RNase A: Häufig gestellte Fragen | AG Scientific Blog

Einführung in die RNase

Ribonukleasen (RNasen) sind eine große Gruppe von hydrolytischen Enzymen, die Ribonukleinsäure (RNA)-Moleküle abbauen. Es handelt sich um Nukleasen, die den Abbau von RNA in kleinere Bestandteile katalysieren. Sie sind eine Superfamilie von Enzymen, die den Abbau von RNA katalysieren und auf den Ebenen der Transkription und Translation wirken.

3D-Konformation des Ribonuklease-A-Enzyms

Diese Enzyme sind in allen lebenden Zellen und biologischen Flüssigkeiten vorhanden, einschließlich Prokaryoten und Eukaryoten, und erfüllen viele wichtige Funktionen.
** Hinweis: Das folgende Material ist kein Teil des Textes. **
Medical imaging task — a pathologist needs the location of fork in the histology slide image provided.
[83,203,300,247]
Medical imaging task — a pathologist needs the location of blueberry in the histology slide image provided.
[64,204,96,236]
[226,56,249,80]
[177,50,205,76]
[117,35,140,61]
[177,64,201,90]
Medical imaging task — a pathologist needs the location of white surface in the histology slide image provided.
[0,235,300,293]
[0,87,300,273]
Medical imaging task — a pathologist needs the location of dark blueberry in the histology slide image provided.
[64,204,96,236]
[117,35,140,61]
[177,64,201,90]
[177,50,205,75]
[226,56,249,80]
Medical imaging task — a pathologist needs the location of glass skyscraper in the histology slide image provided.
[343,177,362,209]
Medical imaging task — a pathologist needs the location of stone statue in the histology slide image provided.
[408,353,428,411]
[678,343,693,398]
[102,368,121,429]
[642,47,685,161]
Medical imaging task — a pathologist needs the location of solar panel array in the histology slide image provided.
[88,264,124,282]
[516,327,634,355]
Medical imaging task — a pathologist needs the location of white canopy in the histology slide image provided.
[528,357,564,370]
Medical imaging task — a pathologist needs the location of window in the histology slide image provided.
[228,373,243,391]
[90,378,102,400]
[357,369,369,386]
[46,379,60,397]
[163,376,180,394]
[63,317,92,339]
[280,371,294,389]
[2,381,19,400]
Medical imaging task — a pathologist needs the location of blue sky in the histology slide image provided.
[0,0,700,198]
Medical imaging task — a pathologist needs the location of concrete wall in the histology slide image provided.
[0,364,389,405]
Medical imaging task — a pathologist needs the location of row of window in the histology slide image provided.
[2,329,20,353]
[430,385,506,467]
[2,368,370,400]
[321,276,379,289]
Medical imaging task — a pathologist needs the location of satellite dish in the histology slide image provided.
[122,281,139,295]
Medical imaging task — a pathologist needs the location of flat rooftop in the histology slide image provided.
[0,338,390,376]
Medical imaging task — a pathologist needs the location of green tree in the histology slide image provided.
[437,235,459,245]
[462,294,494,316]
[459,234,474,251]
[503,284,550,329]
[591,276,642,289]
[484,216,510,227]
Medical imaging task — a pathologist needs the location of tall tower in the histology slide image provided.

RNasen sind allgegenwärtig und haben in einer ungeschützten Umgebung eine sehr kurze Lebensspanne. Zu den zytotoxischen Wirkungen gehört die RNA-Spaltung, die zur Hemmung der Proteinsynthese und zur Auslösung der Apoptose führt. Diese zytotoxischen Wirkungen können durch Aufbringen von RNase auf die äußere Oberfläche der Zelle erzeugt werden, aber es wurde festgestellt, dass die Zytotoxizität um das 1000-fache ansteigt, wenn das Enzym künstlich in das Zytosol eingebracht wird, was darauf hindeutet, dass die Internalisierung in die Zelle der geschwindigkeitsbegrenzende Schritt für die Toxizität ist.

RNasen werden als Endoribonukleasen und Exoribonukleasen klassifiziert. Endoribonukleasen sind die Formen A, P, H, I, III, T1, T2, U2, V1, PhyM und V.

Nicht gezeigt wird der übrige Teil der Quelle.